When the digital revolution erupted there was a rush to ditch the physical in place of the new fangled digital alternatives. Letters, photographs, books, playing games and even human interaction have all fallen victim to global digitalisation. Email, Instagram, Angry Birds and Facebook have replaced some of the most central day-to-day physical things in our lives. Remember when you used to receive letters from your friends? Or had the excitement of waiting for a camera film to be developed?

However, we are now experiencing a backlash. Consumers have begun to crave the return of physical and tangible objects. With this in mind and for companies to keep up with the increasingly nostalgic consumer they have had to devise ways to deliver ‘the tangible’ through the use of technology. This is the latest trend that brands are employing to hijack consumer’s imaginations and stay relevant in the fast moving marketplace.

From taking your virtual brand into the real world through Facebook’s business card service, to managing your wardrobe digitally, a growing number of brands are jumping on this trend of employing technology to enable the physical.

Nonetheless, despite this craving for the tangible we are currently in the middle of one of the biggest evolutions in the digitalisation of our lives. For example, we are moving ever closer to a cashless society with the rise of smartphone technology that enables us to simply swipe our mobiles to pay for items. Removing physical currency completely would signify one of the biggest shifts in human culture ever experienced.
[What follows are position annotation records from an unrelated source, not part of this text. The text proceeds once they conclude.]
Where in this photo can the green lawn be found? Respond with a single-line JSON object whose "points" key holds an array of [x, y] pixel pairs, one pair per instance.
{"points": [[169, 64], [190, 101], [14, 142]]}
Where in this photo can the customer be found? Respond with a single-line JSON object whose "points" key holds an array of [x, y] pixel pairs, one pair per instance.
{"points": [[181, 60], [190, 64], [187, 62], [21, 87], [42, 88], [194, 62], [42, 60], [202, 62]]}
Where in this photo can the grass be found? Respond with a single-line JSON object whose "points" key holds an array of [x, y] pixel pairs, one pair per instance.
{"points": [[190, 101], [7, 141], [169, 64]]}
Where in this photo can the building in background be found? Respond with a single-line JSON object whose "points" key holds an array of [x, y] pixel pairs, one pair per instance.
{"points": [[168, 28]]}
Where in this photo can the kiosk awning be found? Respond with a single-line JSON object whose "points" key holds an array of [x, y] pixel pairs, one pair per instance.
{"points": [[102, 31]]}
We are seeing the continual rise of Kindle and Kobo and the corresponding explosion of social e-reading meaning that your book club could now number thousands of people worldwide. Another powerful example of the rise of a paper-free future is a comparison of the fortunes of troubled Kodak and shooting star Instagram.

Even our wardrobes are becoming digitalised. A new company has emerged in the last few years called Vault Couture, which allows your wardrobe to be logged and then managed remotely and digitally for items to be shipped to you when required.
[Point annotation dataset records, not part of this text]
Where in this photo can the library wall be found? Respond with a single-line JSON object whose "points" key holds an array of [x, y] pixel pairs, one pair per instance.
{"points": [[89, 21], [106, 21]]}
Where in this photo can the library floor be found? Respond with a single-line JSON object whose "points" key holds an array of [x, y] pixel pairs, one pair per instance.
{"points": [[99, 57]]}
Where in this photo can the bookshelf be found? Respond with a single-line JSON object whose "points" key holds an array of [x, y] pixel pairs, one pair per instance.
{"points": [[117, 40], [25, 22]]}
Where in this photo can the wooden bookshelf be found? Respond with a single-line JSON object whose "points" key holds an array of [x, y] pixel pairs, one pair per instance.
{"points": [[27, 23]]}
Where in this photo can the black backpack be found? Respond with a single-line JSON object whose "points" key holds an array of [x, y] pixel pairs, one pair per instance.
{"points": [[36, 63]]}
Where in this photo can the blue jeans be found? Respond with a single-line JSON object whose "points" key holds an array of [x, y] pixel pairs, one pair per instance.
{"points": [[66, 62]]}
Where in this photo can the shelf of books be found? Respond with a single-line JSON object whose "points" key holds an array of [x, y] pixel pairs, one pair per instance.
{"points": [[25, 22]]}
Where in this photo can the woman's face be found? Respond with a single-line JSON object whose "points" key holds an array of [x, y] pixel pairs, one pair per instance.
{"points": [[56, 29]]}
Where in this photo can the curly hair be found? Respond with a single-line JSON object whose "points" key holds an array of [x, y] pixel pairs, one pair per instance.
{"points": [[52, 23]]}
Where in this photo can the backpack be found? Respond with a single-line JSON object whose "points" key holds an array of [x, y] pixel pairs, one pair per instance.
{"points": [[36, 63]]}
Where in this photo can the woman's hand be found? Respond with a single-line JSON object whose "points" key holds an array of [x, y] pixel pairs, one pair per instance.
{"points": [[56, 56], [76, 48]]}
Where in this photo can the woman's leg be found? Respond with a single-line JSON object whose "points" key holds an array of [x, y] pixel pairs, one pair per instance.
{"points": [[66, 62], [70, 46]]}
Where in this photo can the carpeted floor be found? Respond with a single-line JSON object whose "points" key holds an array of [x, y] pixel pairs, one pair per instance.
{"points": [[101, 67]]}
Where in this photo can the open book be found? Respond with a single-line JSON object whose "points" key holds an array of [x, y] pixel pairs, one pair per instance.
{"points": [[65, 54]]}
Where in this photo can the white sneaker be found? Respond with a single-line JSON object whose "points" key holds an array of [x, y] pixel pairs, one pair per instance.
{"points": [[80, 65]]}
Conscious not to miss out on this trend, a rising number of savvy digital brands are tapping into this new consumer preference for the tangible. Facebook has partnered with the UK digital printing service moo.com to encourage users to take their virtual brand into the real world by creating personalised business cards based on images and posts from their profile. ‘Facebook Cards’ they claim, is a “new model of social-business networking” that “bridges the gap between online and offline”.

Driving it to the next level, 3D printing is taking the world by storm, and is expected to proliferate. This technology marks the point at which the divide between the digital and the physical takes on a whole new realm with endless possibilities. However, it can only extend out of medicine and architecture once costs decrease significantly.

In an increasingly digital age we are seeing growing evidence to suggest that consumers are valuing physical objects more than ever before. However, this is by no means a retrograde Luddite impulse or a step backwards. Technology is now becoming the fashionable way to enable the birth and use of the much coveted physical object.